それを説明するのには、少し私の過去を遡る必要があります・・・
25歳、肩の脱臼骨折で見捨てられた
実は大学卒業後は化粧品会社の営業をしており、リハビリの世界とは関係ない仕事についていました。
1993年当時25歳の時、ラグビーをしていて、右肩の脱臼骨折をし、手術を受けました。
手術しその後1ヶ月は消毒や経過観察のために入院。退院後も固定は2ヶ月し、計3ヶ月も肩を動かさずに治癒を待ちました。
(20年前のことですので、今のリハビリのように、手術後すぐに関節可動域訓練や、動かさない状態での筋力強化訓練はしない時代だった)

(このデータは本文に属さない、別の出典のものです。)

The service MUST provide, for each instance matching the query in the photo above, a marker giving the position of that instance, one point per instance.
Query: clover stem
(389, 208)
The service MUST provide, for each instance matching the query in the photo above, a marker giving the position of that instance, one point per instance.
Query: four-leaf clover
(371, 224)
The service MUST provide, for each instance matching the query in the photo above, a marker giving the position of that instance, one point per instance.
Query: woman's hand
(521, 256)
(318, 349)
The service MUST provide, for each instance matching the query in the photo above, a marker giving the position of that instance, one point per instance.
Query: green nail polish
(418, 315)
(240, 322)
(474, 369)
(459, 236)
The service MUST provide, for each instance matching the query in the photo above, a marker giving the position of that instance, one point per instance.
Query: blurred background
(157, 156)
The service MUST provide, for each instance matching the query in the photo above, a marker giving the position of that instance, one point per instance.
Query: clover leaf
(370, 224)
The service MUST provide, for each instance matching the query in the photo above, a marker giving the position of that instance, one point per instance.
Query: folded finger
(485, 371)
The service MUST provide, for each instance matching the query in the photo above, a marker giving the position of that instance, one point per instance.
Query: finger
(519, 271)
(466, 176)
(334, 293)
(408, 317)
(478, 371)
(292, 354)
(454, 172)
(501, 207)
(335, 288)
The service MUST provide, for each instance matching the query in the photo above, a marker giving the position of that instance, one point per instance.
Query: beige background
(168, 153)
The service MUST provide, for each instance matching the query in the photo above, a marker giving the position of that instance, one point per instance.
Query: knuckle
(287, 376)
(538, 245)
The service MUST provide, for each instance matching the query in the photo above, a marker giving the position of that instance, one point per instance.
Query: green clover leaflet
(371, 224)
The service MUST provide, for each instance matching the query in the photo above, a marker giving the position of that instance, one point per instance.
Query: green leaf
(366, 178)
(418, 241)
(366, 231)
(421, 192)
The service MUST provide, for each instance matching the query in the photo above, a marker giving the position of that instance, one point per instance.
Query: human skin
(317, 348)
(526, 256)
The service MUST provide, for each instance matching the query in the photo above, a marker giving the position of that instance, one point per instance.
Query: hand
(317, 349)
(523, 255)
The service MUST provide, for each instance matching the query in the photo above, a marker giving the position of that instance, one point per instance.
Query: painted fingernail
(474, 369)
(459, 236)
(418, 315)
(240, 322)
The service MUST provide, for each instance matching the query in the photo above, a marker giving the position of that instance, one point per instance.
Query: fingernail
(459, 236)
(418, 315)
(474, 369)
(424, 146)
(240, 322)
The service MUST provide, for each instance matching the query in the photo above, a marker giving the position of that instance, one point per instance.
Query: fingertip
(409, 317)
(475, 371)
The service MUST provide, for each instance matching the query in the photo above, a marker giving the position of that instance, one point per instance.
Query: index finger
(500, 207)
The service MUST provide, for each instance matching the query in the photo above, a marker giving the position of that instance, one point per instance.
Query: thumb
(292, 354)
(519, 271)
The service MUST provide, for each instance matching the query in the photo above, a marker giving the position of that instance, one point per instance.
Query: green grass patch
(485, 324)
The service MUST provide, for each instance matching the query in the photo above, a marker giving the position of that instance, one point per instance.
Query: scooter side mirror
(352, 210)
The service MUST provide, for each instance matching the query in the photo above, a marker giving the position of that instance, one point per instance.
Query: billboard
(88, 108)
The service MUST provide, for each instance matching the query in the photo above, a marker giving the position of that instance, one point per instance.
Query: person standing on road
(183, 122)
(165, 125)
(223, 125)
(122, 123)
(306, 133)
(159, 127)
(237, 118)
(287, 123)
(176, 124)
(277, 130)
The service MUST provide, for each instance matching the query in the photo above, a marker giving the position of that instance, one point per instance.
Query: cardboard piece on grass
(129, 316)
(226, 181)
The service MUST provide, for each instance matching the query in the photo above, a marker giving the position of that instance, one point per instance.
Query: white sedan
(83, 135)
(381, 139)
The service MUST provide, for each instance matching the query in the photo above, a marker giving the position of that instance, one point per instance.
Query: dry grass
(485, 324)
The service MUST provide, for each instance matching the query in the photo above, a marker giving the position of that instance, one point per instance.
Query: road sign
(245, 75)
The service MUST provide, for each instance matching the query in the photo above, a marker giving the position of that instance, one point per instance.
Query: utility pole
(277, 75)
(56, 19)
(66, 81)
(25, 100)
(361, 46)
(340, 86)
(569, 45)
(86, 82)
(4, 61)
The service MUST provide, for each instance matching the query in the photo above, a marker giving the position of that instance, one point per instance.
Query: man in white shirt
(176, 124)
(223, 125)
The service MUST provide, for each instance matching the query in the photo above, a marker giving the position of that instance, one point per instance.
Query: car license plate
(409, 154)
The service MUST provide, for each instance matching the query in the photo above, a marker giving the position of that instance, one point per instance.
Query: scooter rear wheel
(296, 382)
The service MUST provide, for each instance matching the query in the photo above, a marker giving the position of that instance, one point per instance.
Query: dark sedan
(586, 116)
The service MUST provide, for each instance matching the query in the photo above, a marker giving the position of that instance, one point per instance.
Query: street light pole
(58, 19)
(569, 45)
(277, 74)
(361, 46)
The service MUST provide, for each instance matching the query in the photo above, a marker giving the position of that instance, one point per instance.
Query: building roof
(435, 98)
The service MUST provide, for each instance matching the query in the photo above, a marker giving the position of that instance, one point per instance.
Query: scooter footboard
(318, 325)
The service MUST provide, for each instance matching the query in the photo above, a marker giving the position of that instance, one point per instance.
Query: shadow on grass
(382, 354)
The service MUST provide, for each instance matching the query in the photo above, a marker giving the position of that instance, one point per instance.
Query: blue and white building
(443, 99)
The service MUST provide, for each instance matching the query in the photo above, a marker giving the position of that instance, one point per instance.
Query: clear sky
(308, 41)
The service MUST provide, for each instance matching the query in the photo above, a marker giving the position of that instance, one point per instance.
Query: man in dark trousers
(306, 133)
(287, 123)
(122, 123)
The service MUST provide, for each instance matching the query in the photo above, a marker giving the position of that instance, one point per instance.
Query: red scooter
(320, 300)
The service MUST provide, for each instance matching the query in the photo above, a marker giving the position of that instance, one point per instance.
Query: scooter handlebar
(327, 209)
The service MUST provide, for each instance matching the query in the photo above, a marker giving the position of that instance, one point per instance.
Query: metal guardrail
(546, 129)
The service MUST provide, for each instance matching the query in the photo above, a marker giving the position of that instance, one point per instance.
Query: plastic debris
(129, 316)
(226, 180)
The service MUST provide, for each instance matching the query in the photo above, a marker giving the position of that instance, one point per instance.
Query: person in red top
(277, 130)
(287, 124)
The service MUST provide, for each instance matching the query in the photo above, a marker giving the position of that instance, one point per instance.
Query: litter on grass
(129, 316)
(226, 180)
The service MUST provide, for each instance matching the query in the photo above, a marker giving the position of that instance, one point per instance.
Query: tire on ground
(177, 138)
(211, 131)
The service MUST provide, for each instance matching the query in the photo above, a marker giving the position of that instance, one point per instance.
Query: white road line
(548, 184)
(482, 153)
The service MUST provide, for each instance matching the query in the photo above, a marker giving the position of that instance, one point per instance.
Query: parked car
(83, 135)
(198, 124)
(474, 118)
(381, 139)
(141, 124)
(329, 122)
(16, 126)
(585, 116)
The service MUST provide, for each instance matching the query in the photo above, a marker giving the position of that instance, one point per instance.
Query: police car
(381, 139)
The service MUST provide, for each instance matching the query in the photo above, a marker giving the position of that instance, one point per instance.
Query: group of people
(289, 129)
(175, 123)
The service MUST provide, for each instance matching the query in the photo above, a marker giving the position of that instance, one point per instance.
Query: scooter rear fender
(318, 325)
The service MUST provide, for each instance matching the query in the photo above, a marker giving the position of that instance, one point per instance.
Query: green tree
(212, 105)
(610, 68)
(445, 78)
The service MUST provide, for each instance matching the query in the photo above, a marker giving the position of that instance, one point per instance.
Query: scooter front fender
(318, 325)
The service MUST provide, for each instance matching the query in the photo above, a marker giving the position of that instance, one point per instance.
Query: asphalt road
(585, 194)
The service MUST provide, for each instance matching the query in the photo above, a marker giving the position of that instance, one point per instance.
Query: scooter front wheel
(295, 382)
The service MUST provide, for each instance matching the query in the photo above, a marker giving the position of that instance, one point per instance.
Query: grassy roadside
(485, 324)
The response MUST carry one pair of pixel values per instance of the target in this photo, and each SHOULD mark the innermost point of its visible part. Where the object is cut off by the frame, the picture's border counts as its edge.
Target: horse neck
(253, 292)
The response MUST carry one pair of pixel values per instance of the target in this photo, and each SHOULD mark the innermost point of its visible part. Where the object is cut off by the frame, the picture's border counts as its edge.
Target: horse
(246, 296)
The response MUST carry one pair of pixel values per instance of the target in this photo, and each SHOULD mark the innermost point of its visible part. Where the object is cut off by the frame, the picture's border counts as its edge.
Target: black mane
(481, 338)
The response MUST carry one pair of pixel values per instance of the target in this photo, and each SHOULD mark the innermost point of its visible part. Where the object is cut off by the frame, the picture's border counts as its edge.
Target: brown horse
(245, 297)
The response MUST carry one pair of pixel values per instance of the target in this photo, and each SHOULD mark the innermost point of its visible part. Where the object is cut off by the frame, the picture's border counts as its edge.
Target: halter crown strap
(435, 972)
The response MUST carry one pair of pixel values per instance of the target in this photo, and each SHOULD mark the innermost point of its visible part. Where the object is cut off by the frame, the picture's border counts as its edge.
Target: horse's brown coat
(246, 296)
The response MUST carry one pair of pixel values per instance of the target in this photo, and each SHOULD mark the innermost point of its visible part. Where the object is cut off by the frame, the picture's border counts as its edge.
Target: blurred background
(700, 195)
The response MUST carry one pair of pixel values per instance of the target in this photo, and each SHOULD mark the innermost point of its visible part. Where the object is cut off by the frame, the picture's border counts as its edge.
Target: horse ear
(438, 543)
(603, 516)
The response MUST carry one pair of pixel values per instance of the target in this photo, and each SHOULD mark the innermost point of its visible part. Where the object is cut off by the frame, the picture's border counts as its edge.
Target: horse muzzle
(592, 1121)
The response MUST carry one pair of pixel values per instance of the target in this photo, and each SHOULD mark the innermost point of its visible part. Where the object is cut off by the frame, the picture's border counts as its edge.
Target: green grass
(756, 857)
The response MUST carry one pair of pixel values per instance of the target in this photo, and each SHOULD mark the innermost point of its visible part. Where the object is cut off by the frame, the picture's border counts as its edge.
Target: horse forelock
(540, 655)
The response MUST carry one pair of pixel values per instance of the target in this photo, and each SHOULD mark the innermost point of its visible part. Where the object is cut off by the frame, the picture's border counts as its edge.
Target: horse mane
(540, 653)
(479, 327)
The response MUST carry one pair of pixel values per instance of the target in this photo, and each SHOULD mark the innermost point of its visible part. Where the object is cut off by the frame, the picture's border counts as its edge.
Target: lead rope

3ヶ月後に待ち受けていたのは、地獄のような外来リハビリでした。
どのような内容かというと、それだけ?と思う人もいるかもしれません。
右肩関節の屈曲を10回(簡単に言えば、理学療法士に手首を掴まれ無理やり上に万歳させられる)
ただこれだけです。
失神するくらいの激痛でした。3ヶ月固定していたため、自分で上げられて30度が限界でした。それを無理やり90度から120度まで上げていくのです。25の男が人前で泣くことなんて滅多にないことですが、涙が浮かんでいました。担当した主任クラスの理学療法士は「この治療1ヶ月半頑張っても、治らないかもしれないねー」なんて言うものですから、【嘘だ!絶対に耐えて元の体に戻してみせる!やってやる】と怒りを抑えてリハビリに臨んでいました。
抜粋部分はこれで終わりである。